While fighter bombers and support aircraft assigned to the missions were taking off from NATO airbases in the UK and Federal Republic, Spetsnaz attacks began going off across the Central Front region. Explosions, and the rattle of small arms fire punctured the quiet pre-dawn hours. From the North Sea to the Austrian border firefights were breaking out in and around almost every NATO military facility, and at select points in the major Western European cities. Soviet commandos, and KGB operatives found, much to their astonishment, that NATO security troops were alert and prepared for them. In spite of their high degrees of training and rugged mental preparedness, a number of Spetsnaz teams could not recover from the shock of losing the initiative so abruptly. From the intelligence each team was privy to, NATO was not expected to be ready.

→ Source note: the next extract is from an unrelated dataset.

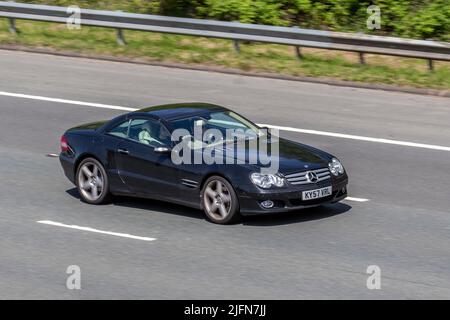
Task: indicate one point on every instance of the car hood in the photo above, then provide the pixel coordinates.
(293, 156)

The size and qualities of the security contingents at individual target sites depended on the size of the target and its significance. Predictably, POMCUS, nuclear weapon storage sites, and dispersal locations for GLCM and Pershing II missiles. On average, the size of a NATO security unit was a platoon sized unit, 30-35 men. Spetsnaz teams, in contrast normally had between 4-6 troops, and in some instances upwards of 10-12. The attackers relied on speed, and slinkiness. The defenders, on firepower and numbers.
Bulletins started reaching Brussels minutes after 0130. Word was working up the chain of command about an increasing number of NATO military and civilian sites coming under attack. A POMCUS compound in Holland, GLCM dispersal sites north of Wuschheim, and an air defense radar site west of Hanover were among the first places to be hit. SACEUR was digesting those reports as even more news arrived. A major explosion had occurred in the port of Bremerhaven. Two West German cabinet members were assassinated in their own homes.
As his aide informed him of these attacks, SACEUR took some solace in the fact that he had made the right decision in authorizing Dark Comet.